L'exposition s'achève alors naturellement sur la notion de mémoire et de perte. Dans de nombreuses civilisations océaniennes le passé est le point de repère. C'est grâce à lui qu'on peut progresser vers un futur dont on ne sait rien. C'est de cette manière que fonctionnent les pratiques funéraires et commémoratives. Les artistes contemporains l'ont bien compris en s'emparant des thèmes de la perte et de la mémoire. C'est ce que fait John Pulp dans une oeuvre monumentale (2007) de cinq panneaux décrivant des scènes de guerre et de destruction iconiques du monde globalisé moderne (Guerre du Golfe, Attentat du Worl Trade Center ...) où l'on retrouve des figures de divinités océaniennes et des références à de nombreuses religions. Vous en avez un gros plan ci-dessus.

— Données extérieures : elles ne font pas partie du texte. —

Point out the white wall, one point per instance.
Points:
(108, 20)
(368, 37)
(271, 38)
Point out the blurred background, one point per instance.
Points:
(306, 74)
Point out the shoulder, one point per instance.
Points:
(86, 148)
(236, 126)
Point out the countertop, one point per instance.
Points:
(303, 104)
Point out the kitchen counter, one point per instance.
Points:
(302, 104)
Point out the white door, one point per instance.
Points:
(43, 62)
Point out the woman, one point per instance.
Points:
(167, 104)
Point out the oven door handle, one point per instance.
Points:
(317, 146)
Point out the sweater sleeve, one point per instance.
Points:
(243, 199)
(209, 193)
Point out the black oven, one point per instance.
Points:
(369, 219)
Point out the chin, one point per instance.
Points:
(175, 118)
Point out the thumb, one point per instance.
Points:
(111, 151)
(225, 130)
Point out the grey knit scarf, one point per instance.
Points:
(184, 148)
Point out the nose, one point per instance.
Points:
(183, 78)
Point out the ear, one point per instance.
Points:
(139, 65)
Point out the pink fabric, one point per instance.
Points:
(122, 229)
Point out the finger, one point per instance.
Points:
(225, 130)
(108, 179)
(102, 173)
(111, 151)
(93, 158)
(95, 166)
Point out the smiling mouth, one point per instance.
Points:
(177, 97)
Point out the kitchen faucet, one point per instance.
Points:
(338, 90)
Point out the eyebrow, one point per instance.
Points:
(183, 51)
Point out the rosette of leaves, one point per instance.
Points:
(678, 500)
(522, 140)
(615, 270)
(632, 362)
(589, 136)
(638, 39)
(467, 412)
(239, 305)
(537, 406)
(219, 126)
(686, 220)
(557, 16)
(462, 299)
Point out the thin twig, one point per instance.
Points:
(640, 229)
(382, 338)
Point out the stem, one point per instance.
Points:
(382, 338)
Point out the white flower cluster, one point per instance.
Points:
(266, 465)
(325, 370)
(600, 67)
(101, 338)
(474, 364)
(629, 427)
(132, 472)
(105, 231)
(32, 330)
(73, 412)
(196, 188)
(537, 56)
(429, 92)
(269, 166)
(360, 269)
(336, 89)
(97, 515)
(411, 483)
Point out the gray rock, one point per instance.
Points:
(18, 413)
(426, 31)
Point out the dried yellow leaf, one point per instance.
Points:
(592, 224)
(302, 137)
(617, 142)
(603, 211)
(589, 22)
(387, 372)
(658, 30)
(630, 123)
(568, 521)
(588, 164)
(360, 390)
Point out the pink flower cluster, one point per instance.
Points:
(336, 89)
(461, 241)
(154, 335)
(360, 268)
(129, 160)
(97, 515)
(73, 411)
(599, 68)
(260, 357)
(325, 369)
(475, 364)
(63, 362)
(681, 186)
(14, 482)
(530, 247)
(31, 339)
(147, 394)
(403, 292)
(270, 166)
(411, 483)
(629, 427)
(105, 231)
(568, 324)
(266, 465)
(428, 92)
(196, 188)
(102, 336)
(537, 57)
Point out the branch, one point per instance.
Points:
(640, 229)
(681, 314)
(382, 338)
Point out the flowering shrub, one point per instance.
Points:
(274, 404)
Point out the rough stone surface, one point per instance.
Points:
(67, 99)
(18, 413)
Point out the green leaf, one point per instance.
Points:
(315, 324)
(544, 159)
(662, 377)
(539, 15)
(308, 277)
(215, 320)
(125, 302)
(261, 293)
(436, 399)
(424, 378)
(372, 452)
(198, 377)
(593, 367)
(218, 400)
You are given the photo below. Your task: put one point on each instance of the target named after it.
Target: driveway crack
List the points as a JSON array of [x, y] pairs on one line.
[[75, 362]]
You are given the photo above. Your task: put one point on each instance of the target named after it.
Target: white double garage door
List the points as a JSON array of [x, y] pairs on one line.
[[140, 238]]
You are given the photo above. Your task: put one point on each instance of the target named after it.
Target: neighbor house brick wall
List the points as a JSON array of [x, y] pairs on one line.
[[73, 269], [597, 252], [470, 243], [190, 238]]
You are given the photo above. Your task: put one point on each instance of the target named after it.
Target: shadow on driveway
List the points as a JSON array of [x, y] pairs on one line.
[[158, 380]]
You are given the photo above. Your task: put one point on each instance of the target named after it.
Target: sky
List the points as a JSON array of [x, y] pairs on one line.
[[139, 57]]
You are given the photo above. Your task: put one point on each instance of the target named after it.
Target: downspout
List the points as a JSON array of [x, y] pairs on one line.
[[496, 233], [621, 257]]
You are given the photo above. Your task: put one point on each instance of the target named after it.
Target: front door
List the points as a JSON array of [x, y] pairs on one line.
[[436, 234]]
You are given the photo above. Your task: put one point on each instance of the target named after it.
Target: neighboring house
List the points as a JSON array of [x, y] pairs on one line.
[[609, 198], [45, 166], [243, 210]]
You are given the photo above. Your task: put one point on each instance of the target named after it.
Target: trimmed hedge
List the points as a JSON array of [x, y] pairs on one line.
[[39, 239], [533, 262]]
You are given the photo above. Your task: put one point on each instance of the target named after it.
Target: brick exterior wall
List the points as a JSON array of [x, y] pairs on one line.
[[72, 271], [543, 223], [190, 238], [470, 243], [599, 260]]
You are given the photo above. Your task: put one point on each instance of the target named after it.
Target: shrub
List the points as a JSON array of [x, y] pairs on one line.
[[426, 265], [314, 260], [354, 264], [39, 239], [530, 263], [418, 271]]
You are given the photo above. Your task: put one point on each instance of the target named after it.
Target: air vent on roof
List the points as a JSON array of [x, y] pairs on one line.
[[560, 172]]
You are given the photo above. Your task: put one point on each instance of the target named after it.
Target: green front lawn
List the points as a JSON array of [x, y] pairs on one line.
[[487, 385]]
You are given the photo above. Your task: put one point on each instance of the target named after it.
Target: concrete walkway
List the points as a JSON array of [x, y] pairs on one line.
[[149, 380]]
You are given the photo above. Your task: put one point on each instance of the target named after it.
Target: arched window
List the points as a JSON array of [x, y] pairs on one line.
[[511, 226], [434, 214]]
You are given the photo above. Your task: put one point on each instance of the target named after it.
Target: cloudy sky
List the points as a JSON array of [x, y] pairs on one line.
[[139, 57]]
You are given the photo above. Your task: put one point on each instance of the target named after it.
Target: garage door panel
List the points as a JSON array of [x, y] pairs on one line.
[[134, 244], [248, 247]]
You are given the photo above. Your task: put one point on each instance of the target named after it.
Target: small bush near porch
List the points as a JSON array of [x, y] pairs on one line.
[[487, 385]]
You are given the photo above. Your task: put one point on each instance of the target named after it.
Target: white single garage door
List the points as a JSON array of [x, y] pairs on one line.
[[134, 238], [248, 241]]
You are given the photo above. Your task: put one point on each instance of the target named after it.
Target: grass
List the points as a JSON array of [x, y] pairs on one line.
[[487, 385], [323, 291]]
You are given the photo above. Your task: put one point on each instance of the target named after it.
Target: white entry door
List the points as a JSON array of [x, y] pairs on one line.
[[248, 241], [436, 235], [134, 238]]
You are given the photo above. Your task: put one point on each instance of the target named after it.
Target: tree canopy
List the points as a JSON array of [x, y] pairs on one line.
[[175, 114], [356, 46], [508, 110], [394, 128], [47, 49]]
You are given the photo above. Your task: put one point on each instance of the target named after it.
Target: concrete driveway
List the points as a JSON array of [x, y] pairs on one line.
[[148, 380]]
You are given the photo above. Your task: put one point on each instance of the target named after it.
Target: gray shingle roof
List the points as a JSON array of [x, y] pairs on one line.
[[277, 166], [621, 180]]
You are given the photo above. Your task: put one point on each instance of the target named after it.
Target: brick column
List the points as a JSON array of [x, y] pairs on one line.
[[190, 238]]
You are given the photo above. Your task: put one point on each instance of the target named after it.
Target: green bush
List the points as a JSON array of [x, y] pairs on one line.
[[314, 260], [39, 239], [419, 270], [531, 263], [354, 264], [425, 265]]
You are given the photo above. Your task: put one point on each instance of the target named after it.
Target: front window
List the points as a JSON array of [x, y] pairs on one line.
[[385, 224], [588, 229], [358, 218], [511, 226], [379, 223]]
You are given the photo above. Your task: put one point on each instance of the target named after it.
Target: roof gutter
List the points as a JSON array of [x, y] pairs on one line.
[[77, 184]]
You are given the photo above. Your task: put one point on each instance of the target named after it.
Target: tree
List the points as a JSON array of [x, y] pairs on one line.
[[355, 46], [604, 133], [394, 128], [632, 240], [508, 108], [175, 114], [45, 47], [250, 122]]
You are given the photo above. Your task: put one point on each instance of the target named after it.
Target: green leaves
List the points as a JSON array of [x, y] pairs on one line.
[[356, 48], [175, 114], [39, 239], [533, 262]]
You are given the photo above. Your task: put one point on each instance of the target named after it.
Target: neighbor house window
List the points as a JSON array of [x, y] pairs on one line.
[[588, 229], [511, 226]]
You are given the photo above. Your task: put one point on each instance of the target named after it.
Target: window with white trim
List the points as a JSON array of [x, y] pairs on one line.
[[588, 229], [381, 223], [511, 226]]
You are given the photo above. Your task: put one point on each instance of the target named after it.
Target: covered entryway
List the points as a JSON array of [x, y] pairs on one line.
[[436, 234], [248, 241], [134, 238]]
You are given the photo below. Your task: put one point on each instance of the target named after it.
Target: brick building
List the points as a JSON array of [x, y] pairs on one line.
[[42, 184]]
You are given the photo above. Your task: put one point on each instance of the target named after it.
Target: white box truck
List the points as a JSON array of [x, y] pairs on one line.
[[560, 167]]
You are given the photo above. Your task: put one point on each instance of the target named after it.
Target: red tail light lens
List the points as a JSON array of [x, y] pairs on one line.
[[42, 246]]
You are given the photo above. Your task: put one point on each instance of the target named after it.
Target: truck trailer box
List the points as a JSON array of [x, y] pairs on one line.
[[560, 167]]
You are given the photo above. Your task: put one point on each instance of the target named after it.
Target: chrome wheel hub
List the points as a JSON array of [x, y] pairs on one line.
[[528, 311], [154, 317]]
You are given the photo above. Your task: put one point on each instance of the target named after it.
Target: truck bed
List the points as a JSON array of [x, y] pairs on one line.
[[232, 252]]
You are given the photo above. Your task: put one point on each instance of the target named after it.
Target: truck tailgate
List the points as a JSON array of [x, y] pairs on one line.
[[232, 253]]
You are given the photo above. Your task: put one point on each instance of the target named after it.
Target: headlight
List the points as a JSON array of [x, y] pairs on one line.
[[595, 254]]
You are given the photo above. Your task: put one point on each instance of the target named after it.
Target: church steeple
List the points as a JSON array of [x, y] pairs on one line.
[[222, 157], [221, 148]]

Je vous encourage à aller voir aussi dans les étages le plateau des collections, en particulier les poteaux funéraires et la chambre des écorces, en lien avec l'exposition de la Maison des arts d'Antony (92).
Enfin une promenade dans les jardins s'impose pour mesurer la proximité du printemps. Ils sont ouverts comme le musée de 11 à 21 heures et à la nuit tombée c'est un spectacle magique.